DO use the stated amount of baking powder. It may seem like a lot but it’s necessary here
The low heat throughout is important, otherwise you will burn that hotcake. Yes, it happened the first time…
I added chopped banana to mine but this is optional, I thought it added a different depth of sweetness aside from the white chocolate to cut through the deeper notes of green tea.
I recommend using a wide, heavy-duty, nonstick pan that’s at least 9.5 inches. You risk burning the bottom too fast otherwise. Use a frying pan instead of a skillet because skillets are less sensitive to changes in temperature and don’t conduct heat as well. Save those for the oven recipes.
A lid for the pan is necessary to cook the top evenly while the bottom cooks, but if you don’t have one you can use a baking sheet. You might have to hold it steady because of its bulk but work with what you have!
Matcha White Chocolate Hotcake (for 3-4 people)
*indicates a vegan or gluten-free substitution that will be mentioned below the recipe.

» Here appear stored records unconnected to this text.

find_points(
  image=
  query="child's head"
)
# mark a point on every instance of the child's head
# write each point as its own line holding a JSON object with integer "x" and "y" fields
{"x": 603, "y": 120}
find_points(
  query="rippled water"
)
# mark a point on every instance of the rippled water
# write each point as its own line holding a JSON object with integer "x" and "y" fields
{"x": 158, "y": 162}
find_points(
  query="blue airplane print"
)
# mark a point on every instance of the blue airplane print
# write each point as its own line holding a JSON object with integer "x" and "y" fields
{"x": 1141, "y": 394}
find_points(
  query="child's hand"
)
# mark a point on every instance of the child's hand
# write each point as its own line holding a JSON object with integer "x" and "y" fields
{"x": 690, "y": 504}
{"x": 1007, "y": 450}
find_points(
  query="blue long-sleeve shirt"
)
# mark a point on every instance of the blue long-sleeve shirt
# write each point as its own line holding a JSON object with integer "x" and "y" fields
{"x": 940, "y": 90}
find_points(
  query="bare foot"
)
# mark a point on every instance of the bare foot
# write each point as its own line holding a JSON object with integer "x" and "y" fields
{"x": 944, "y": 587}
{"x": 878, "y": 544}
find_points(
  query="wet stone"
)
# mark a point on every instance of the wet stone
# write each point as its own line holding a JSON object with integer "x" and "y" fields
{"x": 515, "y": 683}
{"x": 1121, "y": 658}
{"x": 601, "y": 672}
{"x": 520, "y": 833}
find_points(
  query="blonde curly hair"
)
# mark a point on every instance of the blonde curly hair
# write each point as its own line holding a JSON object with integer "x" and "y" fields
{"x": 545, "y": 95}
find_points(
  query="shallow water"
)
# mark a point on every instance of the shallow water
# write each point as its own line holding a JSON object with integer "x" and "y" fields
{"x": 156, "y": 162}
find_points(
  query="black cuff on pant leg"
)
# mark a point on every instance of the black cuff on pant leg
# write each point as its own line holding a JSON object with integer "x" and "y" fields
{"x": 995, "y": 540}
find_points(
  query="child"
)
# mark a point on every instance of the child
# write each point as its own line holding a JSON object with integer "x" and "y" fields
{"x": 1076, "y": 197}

Please refer to the key points stated above to guide you.
4 tbsp or 28g sugar
0.5 tsp salt
120ml (1/2 cup) milk of choice
35g butter, plus 1 tbsp extra for the pan*
8g (almost 1 tbsp) baking powder
10g (1 heaped tbsp) matcha powder
100g (3/4 cup+2 tbsp) all-purpose flour*
25g (a medium handful) white chocolate, plus more for melting and drizzling on top afterwards (optional)

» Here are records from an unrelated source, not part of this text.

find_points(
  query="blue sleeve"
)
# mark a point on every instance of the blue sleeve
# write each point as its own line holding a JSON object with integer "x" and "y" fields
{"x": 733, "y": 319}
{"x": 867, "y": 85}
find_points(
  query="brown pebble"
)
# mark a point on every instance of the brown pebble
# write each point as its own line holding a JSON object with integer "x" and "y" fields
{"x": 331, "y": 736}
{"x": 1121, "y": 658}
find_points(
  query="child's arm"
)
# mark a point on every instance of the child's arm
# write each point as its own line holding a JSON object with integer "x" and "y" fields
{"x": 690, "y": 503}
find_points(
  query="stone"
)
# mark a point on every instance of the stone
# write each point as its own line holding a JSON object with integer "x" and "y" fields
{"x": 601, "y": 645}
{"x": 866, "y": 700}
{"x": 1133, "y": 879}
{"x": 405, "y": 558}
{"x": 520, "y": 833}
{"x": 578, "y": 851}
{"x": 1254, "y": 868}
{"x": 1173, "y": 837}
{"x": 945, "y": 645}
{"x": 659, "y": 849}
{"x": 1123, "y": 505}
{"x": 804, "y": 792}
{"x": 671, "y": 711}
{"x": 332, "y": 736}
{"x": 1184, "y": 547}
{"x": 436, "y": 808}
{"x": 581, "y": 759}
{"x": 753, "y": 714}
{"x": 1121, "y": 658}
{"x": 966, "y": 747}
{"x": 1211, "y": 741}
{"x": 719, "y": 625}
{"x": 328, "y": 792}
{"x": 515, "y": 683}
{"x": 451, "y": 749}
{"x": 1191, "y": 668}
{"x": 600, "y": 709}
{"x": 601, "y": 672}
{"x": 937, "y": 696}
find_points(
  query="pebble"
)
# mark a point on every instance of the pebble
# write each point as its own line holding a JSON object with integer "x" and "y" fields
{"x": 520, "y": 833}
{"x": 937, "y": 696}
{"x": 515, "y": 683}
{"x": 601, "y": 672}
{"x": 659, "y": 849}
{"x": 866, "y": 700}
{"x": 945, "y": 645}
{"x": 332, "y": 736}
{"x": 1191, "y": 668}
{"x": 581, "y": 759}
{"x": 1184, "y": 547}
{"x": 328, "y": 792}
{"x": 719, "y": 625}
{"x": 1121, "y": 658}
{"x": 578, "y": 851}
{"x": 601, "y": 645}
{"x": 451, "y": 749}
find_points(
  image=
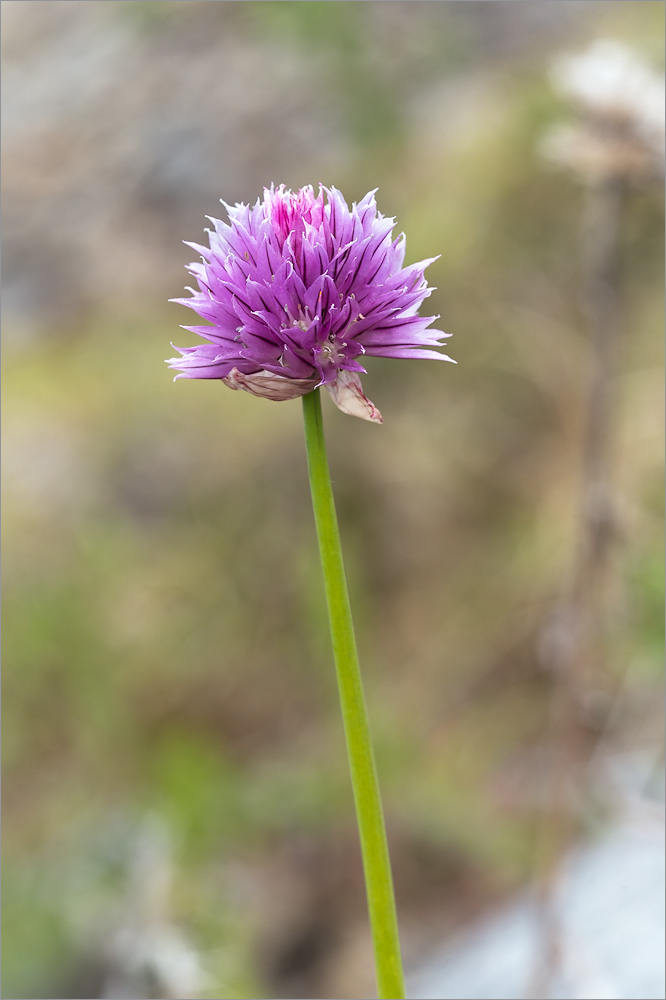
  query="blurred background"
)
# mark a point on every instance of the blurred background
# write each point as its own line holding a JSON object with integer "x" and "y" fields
{"x": 178, "y": 817}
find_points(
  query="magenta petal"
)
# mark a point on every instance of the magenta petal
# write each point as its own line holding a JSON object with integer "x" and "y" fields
{"x": 298, "y": 286}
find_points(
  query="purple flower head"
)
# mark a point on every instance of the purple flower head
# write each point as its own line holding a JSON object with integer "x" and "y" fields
{"x": 297, "y": 290}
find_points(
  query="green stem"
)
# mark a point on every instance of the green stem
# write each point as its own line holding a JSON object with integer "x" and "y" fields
{"x": 372, "y": 832}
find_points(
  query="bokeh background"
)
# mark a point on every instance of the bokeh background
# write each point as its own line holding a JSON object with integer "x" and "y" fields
{"x": 175, "y": 778}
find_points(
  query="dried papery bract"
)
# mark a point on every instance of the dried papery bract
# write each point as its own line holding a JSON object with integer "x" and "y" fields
{"x": 295, "y": 290}
{"x": 298, "y": 290}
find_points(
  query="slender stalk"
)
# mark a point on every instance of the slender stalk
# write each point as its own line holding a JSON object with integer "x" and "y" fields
{"x": 369, "y": 815}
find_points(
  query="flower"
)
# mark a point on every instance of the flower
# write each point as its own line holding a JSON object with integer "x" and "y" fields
{"x": 620, "y": 132}
{"x": 298, "y": 288}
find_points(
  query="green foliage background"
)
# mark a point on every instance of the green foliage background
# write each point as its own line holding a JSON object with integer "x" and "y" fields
{"x": 165, "y": 643}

Optional add-ins: chopped banana or nuts
*vegan substitutions: use 1 flax egg instead of the egg. Make this by mixing 1 tbsp ground flaxseed with 3 tbsp water in a small bowl and let that gel for a while before you use it. Use vegan butter in place of regular butter. Coconut oil will work but avocado oil is a little too strong for this recipe.

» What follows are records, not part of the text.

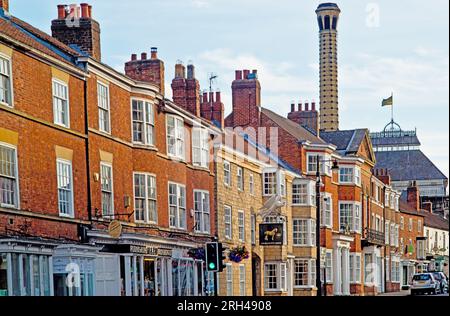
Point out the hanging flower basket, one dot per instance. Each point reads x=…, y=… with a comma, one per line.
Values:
x=197, y=254
x=238, y=254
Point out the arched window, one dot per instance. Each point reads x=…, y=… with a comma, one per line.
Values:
x=334, y=22
x=320, y=23
x=327, y=22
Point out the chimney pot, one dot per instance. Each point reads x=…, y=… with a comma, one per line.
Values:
x=154, y=53
x=84, y=10
x=62, y=11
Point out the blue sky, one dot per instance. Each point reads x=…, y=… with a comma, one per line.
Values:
x=385, y=46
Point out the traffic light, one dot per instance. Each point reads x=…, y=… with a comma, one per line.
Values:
x=222, y=257
x=212, y=257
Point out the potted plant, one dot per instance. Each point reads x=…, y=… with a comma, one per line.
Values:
x=238, y=254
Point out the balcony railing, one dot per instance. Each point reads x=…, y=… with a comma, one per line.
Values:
x=375, y=237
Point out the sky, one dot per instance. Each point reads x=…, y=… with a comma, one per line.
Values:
x=384, y=47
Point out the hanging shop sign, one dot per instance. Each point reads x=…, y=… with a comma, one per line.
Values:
x=115, y=229
x=271, y=234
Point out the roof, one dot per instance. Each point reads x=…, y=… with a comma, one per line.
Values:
x=408, y=165
x=28, y=35
x=436, y=221
x=395, y=138
x=294, y=129
x=407, y=209
x=348, y=141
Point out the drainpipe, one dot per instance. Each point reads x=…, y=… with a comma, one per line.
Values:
x=88, y=165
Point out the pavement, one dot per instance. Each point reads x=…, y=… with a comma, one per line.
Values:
x=408, y=293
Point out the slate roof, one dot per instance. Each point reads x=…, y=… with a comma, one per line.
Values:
x=28, y=35
x=294, y=129
x=347, y=142
x=436, y=221
x=408, y=165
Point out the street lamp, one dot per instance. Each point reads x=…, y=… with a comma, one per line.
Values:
x=318, y=217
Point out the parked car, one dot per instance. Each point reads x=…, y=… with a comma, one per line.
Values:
x=425, y=283
x=443, y=281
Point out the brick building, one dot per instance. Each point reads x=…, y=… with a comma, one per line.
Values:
x=99, y=170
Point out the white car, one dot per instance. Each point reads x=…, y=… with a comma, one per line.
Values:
x=425, y=283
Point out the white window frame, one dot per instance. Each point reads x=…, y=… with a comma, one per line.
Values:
x=355, y=269
x=228, y=224
x=280, y=276
x=242, y=280
x=302, y=238
x=107, y=165
x=229, y=279
x=178, y=207
x=325, y=166
x=355, y=216
x=101, y=108
x=55, y=114
x=311, y=273
x=241, y=226
x=204, y=223
x=66, y=163
x=327, y=211
x=178, y=137
x=240, y=178
x=148, y=122
x=8, y=60
x=227, y=173
x=146, y=197
x=251, y=183
x=200, y=147
x=16, y=171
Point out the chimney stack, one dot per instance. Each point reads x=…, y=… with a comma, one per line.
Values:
x=413, y=196
x=4, y=4
x=147, y=70
x=82, y=31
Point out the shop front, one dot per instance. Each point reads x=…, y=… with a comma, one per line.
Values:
x=26, y=267
x=151, y=268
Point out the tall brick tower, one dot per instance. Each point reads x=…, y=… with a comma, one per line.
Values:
x=328, y=17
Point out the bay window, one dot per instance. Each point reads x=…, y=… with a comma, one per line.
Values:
x=275, y=277
x=177, y=206
x=61, y=103
x=9, y=189
x=202, y=211
x=145, y=198
x=304, y=231
x=5, y=81
x=304, y=273
x=200, y=147
x=175, y=137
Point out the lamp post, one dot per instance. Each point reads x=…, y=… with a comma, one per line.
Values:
x=318, y=220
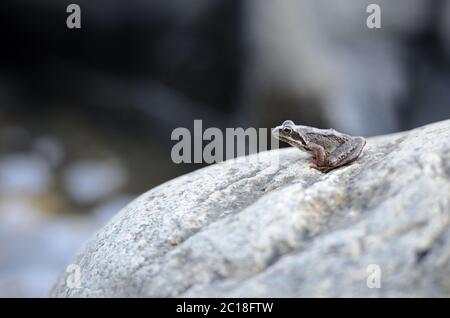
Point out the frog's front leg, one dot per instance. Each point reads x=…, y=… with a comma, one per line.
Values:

*gluten-free substitution: substitute the all-purpose flour for the same amount of gluten-free flour blend or 120g of almond flour
Put the butter in a small microwaveable bowl and heat it in the microwave on high power for at least 30-40 seconds, or until melted. Let that cool for a couple of minutes until it reaches room temperature before using. In another medium bowl, whisk together the egg, milk, sugar and salt. If you’re making the vegan egg, make sure the ground flax has gelled up first before mixing it with the other ingredients. Then whisk in the butter when it’s cooled down. Whisk until the mixture is pale and has a slight froth on top. In a separate small bowl, briefly whisk together the flour, baking powder, matcha powder and white chocolate.
Tip this dry mixture into the wet mix and mix everything together with a spoon until just combined. Add the optional add-ins (nuts/banana) at this point. Do not overmix. The mixture will seem thick but will drop off your spoon quite easily with a flick of the hand. Add 2 tbsp more milk if it looks too thick.
Get out your wide pan that’s at least 9.5 inches. You can get away with 9 but you must watch the bottom carefully and keep the heat very low. Put the pan on medium heat and add a generous tablespoon of butter to it. Once the butter is melted, tilt the pan at angles so it coats the entire surface. Add the matcha hotcake batter to the pan and spread it so it evenly coats the bottom with the bottom of a spoon. Put the lid on and let the hotcake cook for 5 minutes, occasionally lifting the lid to wipe off excess condensation. After 5 minutes you should see the edges turn slightly darker and there will be bubbles popping on the surface. At this point, reduce heat to low and continue to cook the hotcake for 7 more minutes, or until the surface is dry and a wooden stick inserted into the middle of the hotcake comes out with dry crumbs.